You were gone before I knew it,
And only God knew why.

A million times I needed you,
A million times I cried.
If love alone could have saved you,
You never would have died.

In life I loved you dearly,
In death I love you still.
In my heart you hold a place,
That no one could ever fill.

It broke my heart to lose you,
But you didn't go alone
For part of me went with you,
The day God took you home.

Cicie Nancy

February 5, 2020

Her eyes gave wonder, her heart gave passion, her hands gave love. Her work created greatness. Her smile gave assurance. Her words gave truth. She was a lady of hospitality of elegance of stance. She stood in her own lane & maintain that with integrity. She was who her mother raised _ a legacy of worth.....she was worthy of all bestowed upon her...she never asked for more than what she gave...she just expected better for you...all she ever seen was love..I know what I shared with her this is not the day for declaration of that. I know I wouldn't be such a lady if not be for her even with flaws..she mold me ...even with broken parts I'm still what she molded...she created a love that spread from country to coast...I didn't lose her I the world gained her..God will use her again...her power her work is too great..to give up mankind for purpose...her voyage can only live again and again

Elange Gaston

February 4, 2020

My heart is broken forever.

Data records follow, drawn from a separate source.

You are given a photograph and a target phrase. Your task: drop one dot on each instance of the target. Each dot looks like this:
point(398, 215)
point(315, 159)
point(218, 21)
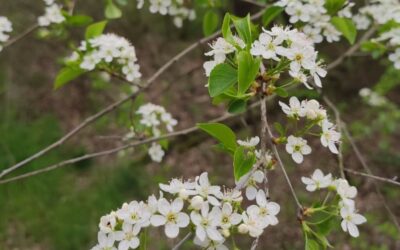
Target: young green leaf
point(66, 75)
point(333, 6)
point(242, 162)
point(248, 68)
point(237, 106)
point(281, 92)
point(95, 29)
point(278, 127)
point(243, 27)
point(270, 14)
point(112, 11)
point(221, 132)
point(79, 20)
point(346, 27)
point(221, 78)
point(210, 22)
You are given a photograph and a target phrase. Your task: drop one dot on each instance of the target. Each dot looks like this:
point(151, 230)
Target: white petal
point(182, 220)
point(353, 230)
point(297, 157)
point(251, 193)
point(171, 230)
point(177, 205)
point(157, 220)
point(214, 234)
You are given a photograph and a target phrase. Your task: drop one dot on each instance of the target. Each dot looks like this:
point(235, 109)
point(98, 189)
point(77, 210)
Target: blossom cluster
point(315, 17)
point(52, 14)
point(178, 9)
point(220, 48)
point(314, 114)
point(109, 50)
point(293, 46)
point(212, 212)
point(154, 117)
point(382, 12)
point(5, 27)
point(283, 45)
point(346, 193)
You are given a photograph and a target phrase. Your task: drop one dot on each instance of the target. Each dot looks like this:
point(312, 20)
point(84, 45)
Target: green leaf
point(66, 75)
point(221, 78)
point(248, 68)
point(312, 245)
point(279, 128)
point(112, 11)
point(346, 27)
point(221, 132)
point(333, 6)
point(281, 92)
point(95, 29)
point(210, 22)
point(79, 20)
point(270, 14)
point(376, 49)
point(237, 106)
point(243, 27)
point(243, 161)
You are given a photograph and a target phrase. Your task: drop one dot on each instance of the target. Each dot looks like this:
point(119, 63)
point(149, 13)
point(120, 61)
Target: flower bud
point(197, 202)
point(226, 233)
point(243, 229)
point(183, 194)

People tell me that in time the pieces will eventually come back together.
Constantly thinking, can't stop crying when doing your funeral arrangements thank you for putting your trust on me to arrange your final days , I hope you're not disappointed. Rest in peace with Mom, dad and our beloved brother Estherlin. I will miss you every day until we meet again
BON VOYAGE MY DEAR SISTER.

Yolene Morency

February 4, 2020

Dear cousin,

Ican't believe your gone we use to be together since I was kids till now may God bless you and watch over me I'm going to miss you very much and I love you very much may
your beautiful soul live on

revlon majeste

February 4, 2020

I love you always Grandma!

Revlon Majeste

February 4, 2020

Grandma, I love you so much. You are one of my best friends. You love me and my kids and you are all I have. I cant believe you went. You are the best grandma, real, funny, and you love your family. Say hello to my dad. I am sad but I am happy for you. I know God loves you and I love you to. Say hello to my mom and dad. Love always and forever. -Revlon

Evens and Estine Sainte-Rose

February 4, 2020

May The Lord and all the angels receive you with open arms in His kingdom
Our deepest condolences to the family 🙏🏽

Chantale Caze

February 4, 2020

RIP Tatie Leonne. I remember running into you and Elange at Bravo 4 years ago in Fort Lauderdale you were vibrant and chatty as always. I will always remember your vivacious spirit. Courage to all the fam. She's in God's hands now dancing with our dearly departed ones.